Meus Universos.

domingo, 21 de novembro de 2010

"entre todas as palavras já ditas, decodifico mais algumas pra você. não, não. tenho que tentar escrever algo sem amor. algo sem um querer-mais. algo que me deixe limpo e imune, como se estivesse longe de mim essa realidade escrita. algo visto de fora, que me toca, mas não me controla e mão me maltrata. algo que seja sutil, suave e doce. algo parecido com algo diferente ou igual a mim, mas vindo de outro lugar. Só assim, se escrever sobre algumas belezas, ou sobre algumas idéias, ou ainda sobre algumas situações sem amor, poderei expressar esse amor. sem falar de amor, eu consigo falar de amor. é só falar sobre como eu existo, sobre como pra poder existir tem que se amar.
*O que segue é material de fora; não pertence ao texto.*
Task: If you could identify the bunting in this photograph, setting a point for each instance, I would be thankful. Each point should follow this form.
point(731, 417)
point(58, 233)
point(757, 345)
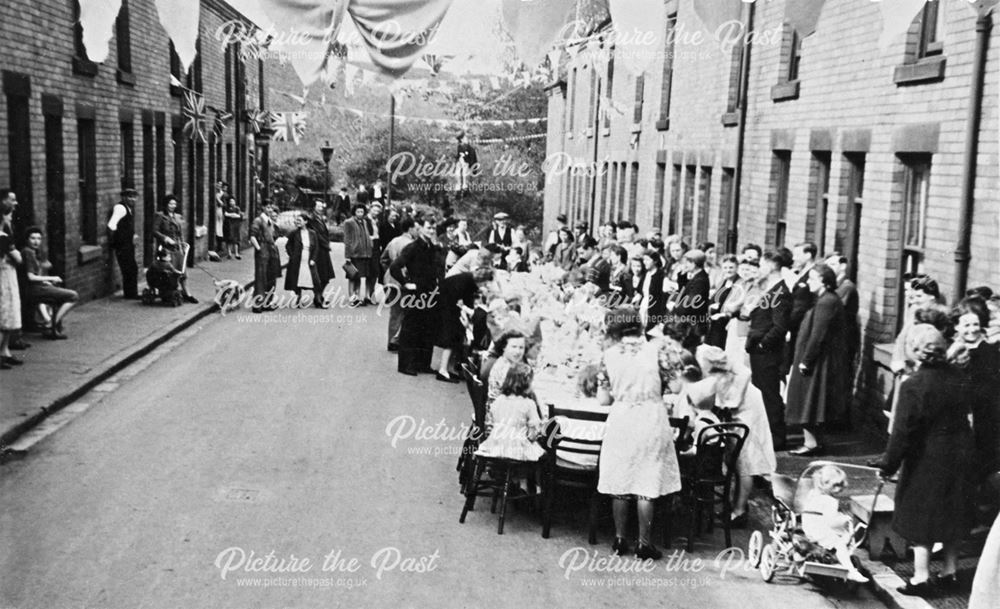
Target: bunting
point(289, 126)
point(195, 115)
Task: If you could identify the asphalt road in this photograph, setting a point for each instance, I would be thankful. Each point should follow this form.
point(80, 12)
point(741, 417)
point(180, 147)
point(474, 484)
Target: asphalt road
point(255, 437)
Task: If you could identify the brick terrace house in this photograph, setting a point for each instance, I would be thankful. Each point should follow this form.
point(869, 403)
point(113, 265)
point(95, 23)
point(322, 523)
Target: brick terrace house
point(73, 133)
point(861, 150)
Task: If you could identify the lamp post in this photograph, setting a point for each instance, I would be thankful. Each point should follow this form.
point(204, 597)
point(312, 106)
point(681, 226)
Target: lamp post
point(263, 142)
point(327, 152)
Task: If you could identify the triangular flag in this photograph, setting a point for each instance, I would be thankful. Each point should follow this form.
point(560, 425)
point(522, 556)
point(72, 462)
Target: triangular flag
point(97, 19)
point(180, 19)
point(803, 15)
point(897, 16)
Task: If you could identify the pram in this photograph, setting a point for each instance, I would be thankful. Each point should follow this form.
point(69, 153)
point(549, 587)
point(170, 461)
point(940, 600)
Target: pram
point(789, 551)
point(163, 280)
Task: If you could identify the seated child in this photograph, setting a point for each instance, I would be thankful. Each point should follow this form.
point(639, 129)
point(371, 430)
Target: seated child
point(822, 521)
point(514, 420)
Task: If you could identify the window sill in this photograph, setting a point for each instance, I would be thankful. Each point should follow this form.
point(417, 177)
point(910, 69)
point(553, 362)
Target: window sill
point(785, 90)
point(125, 78)
point(928, 69)
point(89, 253)
point(84, 67)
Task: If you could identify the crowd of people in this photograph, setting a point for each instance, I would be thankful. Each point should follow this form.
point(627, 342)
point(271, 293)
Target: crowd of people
point(771, 336)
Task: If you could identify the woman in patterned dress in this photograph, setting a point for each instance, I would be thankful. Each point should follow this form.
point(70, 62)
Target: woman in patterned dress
point(638, 458)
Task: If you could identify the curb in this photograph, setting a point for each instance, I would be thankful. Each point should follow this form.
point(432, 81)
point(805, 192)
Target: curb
point(884, 582)
point(10, 435)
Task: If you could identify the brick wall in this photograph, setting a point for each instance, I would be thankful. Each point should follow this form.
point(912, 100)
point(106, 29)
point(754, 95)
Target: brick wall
point(36, 40)
point(845, 103)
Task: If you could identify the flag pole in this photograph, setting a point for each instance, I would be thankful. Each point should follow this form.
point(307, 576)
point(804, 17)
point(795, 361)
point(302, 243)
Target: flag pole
point(392, 145)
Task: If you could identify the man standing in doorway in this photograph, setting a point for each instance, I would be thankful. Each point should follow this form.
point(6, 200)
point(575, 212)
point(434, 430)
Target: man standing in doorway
point(122, 240)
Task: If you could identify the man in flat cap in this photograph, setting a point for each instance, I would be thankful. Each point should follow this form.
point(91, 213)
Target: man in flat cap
point(500, 234)
point(122, 240)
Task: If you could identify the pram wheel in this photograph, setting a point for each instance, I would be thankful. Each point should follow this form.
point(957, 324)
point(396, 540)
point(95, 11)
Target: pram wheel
point(768, 559)
point(755, 548)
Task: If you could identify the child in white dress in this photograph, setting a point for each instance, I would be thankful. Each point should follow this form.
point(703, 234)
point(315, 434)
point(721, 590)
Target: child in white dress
point(823, 522)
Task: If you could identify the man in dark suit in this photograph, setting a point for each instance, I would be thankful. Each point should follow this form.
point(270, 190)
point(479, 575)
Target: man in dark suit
point(848, 293)
point(500, 234)
point(691, 303)
point(803, 259)
point(416, 271)
point(766, 340)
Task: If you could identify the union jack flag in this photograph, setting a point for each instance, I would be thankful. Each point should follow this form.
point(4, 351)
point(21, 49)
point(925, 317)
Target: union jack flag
point(197, 118)
point(289, 126)
point(222, 120)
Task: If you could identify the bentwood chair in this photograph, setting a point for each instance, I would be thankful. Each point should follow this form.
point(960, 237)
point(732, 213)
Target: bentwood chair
point(708, 481)
point(477, 426)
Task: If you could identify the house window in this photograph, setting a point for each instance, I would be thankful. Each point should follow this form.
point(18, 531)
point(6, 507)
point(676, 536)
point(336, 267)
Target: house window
point(611, 82)
point(640, 92)
point(930, 35)
point(668, 72)
point(791, 60)
point(848, 235)
point(819, 194)
point(704, 203)
point(127, 155)
point(725, 202)
point(916, 179)
point(228, 69)
point(87, 172)
point(572, 101)
point(675, 200)
point(633, 193)
point(687, 220)
point(124, 42)
point(780, 170)
point(658, 202)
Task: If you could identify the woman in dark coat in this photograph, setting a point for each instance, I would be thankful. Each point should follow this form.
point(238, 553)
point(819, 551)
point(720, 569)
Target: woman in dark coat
point(302, 249)
point(168, 233)
point(324, 265)
point(457, 292)
point(931, 443)
point(820, 380)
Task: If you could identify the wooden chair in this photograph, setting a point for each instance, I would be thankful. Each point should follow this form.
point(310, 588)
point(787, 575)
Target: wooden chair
point(477, 426)
point(558, 471)
point(709, 480)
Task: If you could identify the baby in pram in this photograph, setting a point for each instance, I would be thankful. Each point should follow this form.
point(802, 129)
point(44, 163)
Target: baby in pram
point(822, 521)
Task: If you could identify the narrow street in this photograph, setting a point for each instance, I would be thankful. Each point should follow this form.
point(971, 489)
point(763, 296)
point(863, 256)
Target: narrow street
point(260, 437)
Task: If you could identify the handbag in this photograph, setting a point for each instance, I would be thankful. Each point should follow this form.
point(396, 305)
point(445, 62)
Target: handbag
point(350, 270)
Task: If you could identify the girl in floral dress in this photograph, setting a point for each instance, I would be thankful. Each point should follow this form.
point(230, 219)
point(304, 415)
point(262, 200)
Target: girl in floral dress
point(638, 458)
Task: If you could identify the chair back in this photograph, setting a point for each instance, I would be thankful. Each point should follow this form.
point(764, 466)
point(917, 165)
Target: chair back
point(580, 433)
point(718, 449)
point(477, 394)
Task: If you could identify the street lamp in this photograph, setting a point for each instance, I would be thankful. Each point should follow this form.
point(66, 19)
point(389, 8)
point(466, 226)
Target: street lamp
point(327, 152)
point(262, 139)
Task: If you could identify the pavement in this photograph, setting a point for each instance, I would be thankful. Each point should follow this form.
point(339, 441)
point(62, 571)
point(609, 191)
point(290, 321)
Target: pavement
point(105, 335)
point(167, 412)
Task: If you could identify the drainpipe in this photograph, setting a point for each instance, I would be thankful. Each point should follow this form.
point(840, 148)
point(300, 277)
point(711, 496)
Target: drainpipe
point(984, 24)
point(732, 235)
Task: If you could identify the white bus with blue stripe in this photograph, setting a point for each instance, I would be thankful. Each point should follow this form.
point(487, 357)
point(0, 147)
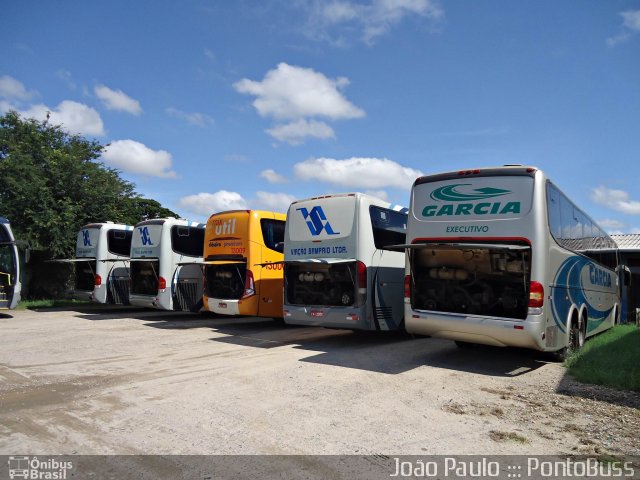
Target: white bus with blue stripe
point(101, 264)
point(166, 264)
point(337, 270)
point(500, 256)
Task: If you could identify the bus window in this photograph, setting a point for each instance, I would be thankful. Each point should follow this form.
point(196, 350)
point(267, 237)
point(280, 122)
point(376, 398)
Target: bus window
point(273, 233)
point(187, 240)
point(389, 226)
point(119, 242)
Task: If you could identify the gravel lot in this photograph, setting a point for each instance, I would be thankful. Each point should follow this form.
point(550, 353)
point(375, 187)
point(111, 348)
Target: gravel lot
point(126, 381)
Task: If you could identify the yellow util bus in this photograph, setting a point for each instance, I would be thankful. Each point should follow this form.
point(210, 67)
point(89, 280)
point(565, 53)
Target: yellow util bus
point(243, 263)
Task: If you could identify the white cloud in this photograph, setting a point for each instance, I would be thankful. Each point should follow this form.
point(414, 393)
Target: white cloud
point(290, 93)
point(74, 117)
point(194, 118)
point(370, 20)
point(117, 100)
point(296, 96)
point(295, 133)
point(369, 173)
point(272, 176)
point(381, 194)
point(618, 200)
point(630, 26)
point(135, 157)
point(210, 203)
point(276, 202)
point(14, 89)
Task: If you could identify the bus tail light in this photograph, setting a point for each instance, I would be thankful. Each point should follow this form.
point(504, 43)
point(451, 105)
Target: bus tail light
point(361, 276)
point(407, 286)
point(536, 295)
point(249, 286)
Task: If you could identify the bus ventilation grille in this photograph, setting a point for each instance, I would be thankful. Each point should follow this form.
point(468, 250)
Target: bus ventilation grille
point(119, 291)
point(384, 313)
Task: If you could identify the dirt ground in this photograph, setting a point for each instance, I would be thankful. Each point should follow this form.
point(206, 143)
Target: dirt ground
point(128, 381)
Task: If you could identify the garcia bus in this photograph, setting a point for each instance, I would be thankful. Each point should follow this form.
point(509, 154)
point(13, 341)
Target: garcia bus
point(243, 263)
point(10, 274)
point(166, 264)
point(500, 256)
point(337, 270)
point(101, 272)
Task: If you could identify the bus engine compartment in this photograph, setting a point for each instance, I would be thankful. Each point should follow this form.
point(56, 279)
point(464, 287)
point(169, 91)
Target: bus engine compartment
point(478, 280)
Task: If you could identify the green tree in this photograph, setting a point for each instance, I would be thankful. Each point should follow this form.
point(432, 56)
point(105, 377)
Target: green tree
point(52, 183)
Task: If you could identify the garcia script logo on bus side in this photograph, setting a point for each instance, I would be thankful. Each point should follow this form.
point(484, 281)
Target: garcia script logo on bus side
point(459, 201)
point(317, 221)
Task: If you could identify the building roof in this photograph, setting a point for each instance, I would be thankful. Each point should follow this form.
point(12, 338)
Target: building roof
point(628, 242)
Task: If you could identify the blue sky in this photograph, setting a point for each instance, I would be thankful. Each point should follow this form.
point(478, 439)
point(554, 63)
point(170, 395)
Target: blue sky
point(213, 105)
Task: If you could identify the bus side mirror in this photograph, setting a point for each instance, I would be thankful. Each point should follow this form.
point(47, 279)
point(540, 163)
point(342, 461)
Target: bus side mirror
point(27, 250)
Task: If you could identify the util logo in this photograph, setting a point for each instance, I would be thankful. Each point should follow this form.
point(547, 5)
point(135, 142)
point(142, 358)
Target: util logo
point(145, 236)
point(86, 239)
point(225, 227)
point(317, 221)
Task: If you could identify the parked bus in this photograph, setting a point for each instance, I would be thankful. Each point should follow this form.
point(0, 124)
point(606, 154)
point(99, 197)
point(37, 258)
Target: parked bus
point(10, 275)
point(166, 264)
point(101, 264)
point(338, 272)
point(500, 256)
point(243, 263)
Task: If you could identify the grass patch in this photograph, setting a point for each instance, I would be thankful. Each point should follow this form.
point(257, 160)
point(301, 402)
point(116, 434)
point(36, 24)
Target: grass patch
point(611, 358)
point(50, 303)
point(498, 436)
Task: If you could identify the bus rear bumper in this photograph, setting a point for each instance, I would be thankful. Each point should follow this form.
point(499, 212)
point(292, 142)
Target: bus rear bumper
point(222, 306)
point(494, 331)
point(330, 317)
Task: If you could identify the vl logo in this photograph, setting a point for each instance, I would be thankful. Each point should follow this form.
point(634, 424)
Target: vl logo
point(449, 193)
point(86, 239)
point(144, 234)
point(315, 219)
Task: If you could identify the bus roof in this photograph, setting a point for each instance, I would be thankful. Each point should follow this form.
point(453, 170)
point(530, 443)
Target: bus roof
point(505, 170)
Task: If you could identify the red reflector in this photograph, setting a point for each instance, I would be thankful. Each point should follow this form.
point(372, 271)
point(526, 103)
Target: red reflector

Como cada passo que eu dou me leva pra algum lugar mais próximo da origem desse amor. desse sentimento que não existe ainda, porque ainda não o aceitei no meu texto. amor não existe aqui: e sim o caminho, o destino e as frustações. as dores, que na real são as verdadeiras faces do amor.Eu não falava de amor agora, mas eu o sentia. Preciso sentir ou falar, de tanto amor impregnado em mim"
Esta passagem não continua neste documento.